I’m arguing that teaching our kids to join us in house cleaning provides some of the most important life lessons they could ever learn – that cleaning tasks are crucial and honorable. By doing these household tasks, they internalize deep humility, responsibility, egalitarianism, fairness and the value of hard, physically based work. Instead of shuttling them to another planned activity that they feel entitled to enjoy, we take this time to drink in these lessons. And here is another important lesson my children master: After we eat another meal, we have to sweep under the table again. The dishes that are so clean will become caked again with food and that toilet, next week it will have to be scrubbed yet again. The lesson is: we always will have to clean up. Things get dirty again and that’s just how life is. Cleaning (and our responsibility for cleaning) will never end. I can’t think of any more important life lessons in that one hour we take as a family (ALL OF US!!), vacuuming, dusting, tidying and scrubbing toilets.
My daughter learned the phrases for performing household chores in her Spanish class this year. Senora did not believe her when she declared in Spanish that yes, she cleaned “el bano” in her house. No one else in the class admitted that they scoured their household’s toilets. “How did that make you feel?” I asked her. She looked at me squarely, declaring that she was proud that she did these tasks and surprised that she felt a form of satisfaction after the bathroom was clean. The work was not as disgusting as she thought it would be.
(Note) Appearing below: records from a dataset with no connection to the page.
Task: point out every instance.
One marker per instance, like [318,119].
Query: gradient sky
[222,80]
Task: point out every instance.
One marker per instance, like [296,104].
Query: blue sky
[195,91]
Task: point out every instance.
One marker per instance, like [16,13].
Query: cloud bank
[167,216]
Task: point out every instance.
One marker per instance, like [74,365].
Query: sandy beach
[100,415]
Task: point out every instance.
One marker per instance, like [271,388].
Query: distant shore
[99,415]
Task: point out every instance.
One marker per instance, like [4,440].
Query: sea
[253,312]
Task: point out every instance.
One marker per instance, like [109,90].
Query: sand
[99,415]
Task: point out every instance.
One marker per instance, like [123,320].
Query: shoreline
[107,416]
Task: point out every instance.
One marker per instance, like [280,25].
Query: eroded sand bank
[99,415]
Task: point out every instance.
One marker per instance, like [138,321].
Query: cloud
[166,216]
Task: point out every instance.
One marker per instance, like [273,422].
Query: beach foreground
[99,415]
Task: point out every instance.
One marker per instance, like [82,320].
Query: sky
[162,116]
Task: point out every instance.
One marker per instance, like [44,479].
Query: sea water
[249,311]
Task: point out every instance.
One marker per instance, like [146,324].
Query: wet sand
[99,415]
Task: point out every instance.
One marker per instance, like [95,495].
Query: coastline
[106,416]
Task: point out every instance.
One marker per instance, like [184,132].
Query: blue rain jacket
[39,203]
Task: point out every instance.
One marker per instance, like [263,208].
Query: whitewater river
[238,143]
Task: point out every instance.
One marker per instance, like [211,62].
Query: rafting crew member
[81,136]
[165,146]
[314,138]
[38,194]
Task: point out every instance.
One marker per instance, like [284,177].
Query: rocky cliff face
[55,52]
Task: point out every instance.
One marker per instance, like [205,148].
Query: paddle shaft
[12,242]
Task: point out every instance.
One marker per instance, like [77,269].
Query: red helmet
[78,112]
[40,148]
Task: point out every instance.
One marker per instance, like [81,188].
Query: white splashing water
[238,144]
I think my daughter does an amazing job cleaning up inside our house and someday, I believe that this child will go out and take some responsibility for cleaning up the world in some fashion.
Suggested Readings:
Belkin, Lisa. "The Opt-Out Revolution." New York Times Magazine. October 26, 2003. Web. 5 May 2014.
Crittendon, Ann. The Price of Motherhood: Why The Most Important Job in the World Is Still the Least Valued. New York: Metropolitan Books, 2001. Print.
Ehrenreich, Barbara and Arlie Russell Hochschild, eds. Global Woman: Nannies, Maids and Sex Workers in the New Economy. New York: Henry Holt, 2002. Print.
Hochschild, Arlie. The Second Shift: Working Families and the Revolution at Home. New York: Penguin Books, 1989. Print.
Moe, Karine and Dianna Shandy. Glass Ceilings and 100 Hour Couples. Athens, Georgia: University of Georgia Press 2010. Print.
O'Brien Hallstein, Lynn and Andrea O'Reilly, eds. Academic Motherhood in a Post-Second Wave Context. Canada: Demeter Press, 2012. Print.
Sandberg, Sheryl. Lean In: Women, Work and the Will To Lead. New York: Random House, 2013. Print.
Slaughter, Ann-Marie. "Why Women Still Can't Have It All." The Atlantic (July/August 2012). Web.
Slaughter, Ann-Marie. Unfinished Business: Women Men Work Family. New York: Random House, 2015. Print.